Daraufhin bekam mein Sohn diese Karten, nebst Kassenbon in die Hand gedrückt, mit der Frage, ob er diese nicht brauchen könne. Dafür würde er nur die Hälfte an Geld wieder haben wollen.

Mein Sohn erklärte ihm daraufhin, dass er keine PC Spiel machen würde, da er eine PS4 zu Hause hat.

Daraufhin die Frage, ob mein Sohn diese dann nicht irgendwie verkaufen könnte, den Gewinn würde er dann immernoch teilen mit ihm.


Natürlich bedurfte es, als mir meine Sohn diese fünf Karten unter die Nase rieb einer Erklärung.


Erst nach einigem Herumdrucksen kam mein Schwigervater dann allerdings mit der Sprache heraus.

Er war auf einen Betrug hereingefallen.

Am Telefon wurde er ein paar Tage vor dem Kauf von einer netten Frau Bekker, wie sie sich vorstellte, darüber informiert, dass er 28.000 € gewonnen hätte.

Bei jedem Menschen sollten da schon die Alamglocken schellen.

Doch die „nette Frau Bekker“ verwickelte ihn in ein persönliches Gespräch. Sie heuchelte Verständnis für seine anfängliche Skepsis diesem Anruf gegenüber und da zappelte der „Fisch“ schon am Haken.

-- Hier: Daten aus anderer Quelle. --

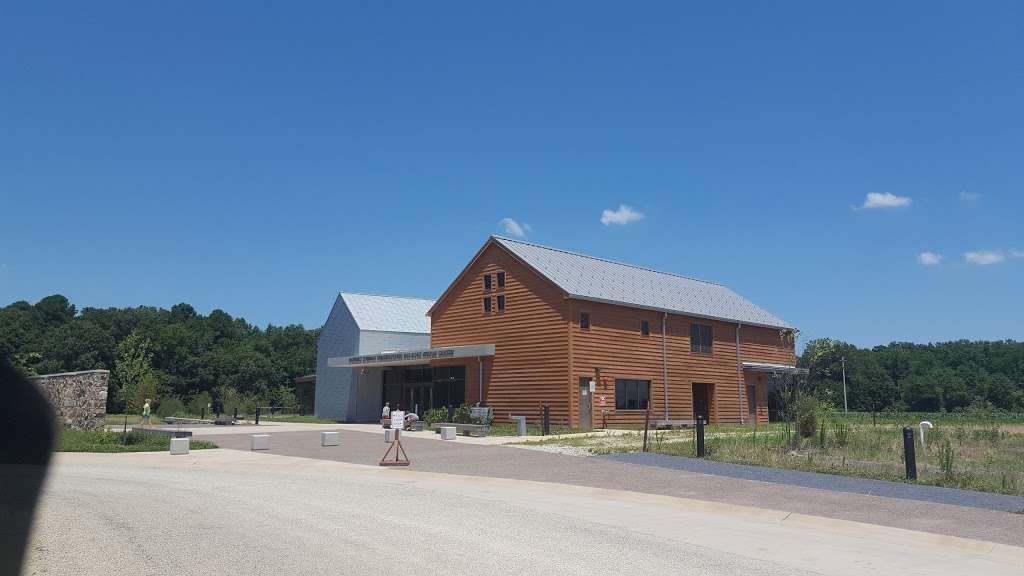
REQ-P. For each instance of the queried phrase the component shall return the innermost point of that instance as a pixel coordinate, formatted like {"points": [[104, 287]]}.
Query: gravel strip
{"points": [[923, 493]]}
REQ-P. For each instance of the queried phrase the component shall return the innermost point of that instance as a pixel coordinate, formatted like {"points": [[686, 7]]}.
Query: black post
{"points": [[646, 424], [700, 450], [908, 455]]}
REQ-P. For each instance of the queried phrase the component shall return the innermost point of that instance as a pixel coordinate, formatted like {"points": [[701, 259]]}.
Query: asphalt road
{"points": [[509, 462], [232, 511]]}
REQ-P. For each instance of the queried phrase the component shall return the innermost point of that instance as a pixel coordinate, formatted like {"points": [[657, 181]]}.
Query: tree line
{"points": [[185, 360], [178, 358], [902, 376]]}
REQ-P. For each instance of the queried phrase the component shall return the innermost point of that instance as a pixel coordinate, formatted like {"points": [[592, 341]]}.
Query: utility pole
{"points": [[846, 408]]}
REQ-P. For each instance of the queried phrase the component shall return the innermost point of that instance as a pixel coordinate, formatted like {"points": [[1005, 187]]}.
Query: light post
{"points": [[846, 408]]}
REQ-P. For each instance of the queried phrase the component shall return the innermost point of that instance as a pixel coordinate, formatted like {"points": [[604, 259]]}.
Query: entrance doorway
{"points": [[586, 405], [701, 402], [424, 387]]}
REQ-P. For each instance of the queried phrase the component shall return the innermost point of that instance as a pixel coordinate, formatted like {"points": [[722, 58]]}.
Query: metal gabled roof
{"points": [[388, 314], [599, 280]]}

Und der besagte Haken an der Sache war nämlich, dass das Geld persönlich von einem Geldkurier, in Begleitung eines Notars zu ihm ins Haus gebracht werden müsse, diese beiden Serviceleistungen müssten allerdings im Voraus bezahlt werden.

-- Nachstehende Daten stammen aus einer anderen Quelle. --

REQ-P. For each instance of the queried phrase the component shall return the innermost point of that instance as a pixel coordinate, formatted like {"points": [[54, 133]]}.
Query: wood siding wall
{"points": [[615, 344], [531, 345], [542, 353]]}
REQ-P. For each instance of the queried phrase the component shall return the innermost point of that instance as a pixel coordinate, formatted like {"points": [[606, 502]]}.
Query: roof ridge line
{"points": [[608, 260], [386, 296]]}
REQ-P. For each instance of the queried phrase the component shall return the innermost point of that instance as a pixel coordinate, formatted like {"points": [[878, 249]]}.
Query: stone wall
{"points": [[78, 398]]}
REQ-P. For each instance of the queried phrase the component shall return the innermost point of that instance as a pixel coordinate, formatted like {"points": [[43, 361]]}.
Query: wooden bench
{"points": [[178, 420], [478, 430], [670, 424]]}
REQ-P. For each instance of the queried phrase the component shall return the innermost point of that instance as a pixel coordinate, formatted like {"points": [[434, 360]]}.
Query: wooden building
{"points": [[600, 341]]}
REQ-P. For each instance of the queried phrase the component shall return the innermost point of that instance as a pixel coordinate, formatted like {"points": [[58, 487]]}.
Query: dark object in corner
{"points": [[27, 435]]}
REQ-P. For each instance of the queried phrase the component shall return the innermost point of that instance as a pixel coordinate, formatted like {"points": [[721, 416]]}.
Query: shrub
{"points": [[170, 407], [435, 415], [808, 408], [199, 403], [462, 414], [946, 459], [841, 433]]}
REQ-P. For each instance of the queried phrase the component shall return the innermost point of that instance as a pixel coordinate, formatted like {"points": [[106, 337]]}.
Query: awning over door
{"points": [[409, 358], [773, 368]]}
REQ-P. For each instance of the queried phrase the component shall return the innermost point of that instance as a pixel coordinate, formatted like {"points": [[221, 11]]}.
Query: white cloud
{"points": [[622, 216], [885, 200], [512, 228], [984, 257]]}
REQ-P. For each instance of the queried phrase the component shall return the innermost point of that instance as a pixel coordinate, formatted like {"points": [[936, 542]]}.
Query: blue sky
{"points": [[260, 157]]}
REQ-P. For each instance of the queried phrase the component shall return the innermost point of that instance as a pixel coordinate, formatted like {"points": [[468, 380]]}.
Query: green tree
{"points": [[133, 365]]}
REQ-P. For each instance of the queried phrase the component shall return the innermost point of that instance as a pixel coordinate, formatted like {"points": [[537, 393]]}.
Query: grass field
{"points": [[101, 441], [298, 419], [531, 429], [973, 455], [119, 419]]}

Dies konnte man aber nicht (aus welchen Gründen auch immer) mit einer normalen Geldüberweisung, sondern man wies meinen Schwiegervater an, diese Steam-Gutscheinkarten zu erwerben und die darauf befindlichen Codes darauf per Telefon oder Mail zu übermitteln.

Auch hier hätten die Alarmglocken in der Stärke einer Kirchenglocke anschlagen müssen.

Doch Fehlanzeige, stattdessen kaufte er, ohne wenigstens einmal jemanden zu fragen oder sich einen Rat zu holen diese besagten Karten.

Beim Übermitteln des Codes scheiterte es dann allerdings wohl an der technischen Umsetzung und scheinbar hatte ihn dann auch der kühle Menschenverstand wieder eingeholt.
„Ich habe da glaube ich einen Fehler gemacht“, hatte er dann zu meinem Sohn gesagt.


Solche Karten allerdings zu verkaufen ist nicht ganz so einfach.

Denn viele spielen heute nicht mehr am PC Videogames, sondern an Spielekonsolen, wie Playstation, Wii oder X-Box.

Im Bekanntenkreis jedenfalls wollte diese niemand kaufen. Nicht einmal als Schnäppchen für 40,- statt 50,-€.

Daher versuchten wir es bei ebay-Keinanzeigen.

Gesagt, getan. Anzeige geschrieben, Bilder mit den fünf Karten darauf und Anzeige hochgeladen .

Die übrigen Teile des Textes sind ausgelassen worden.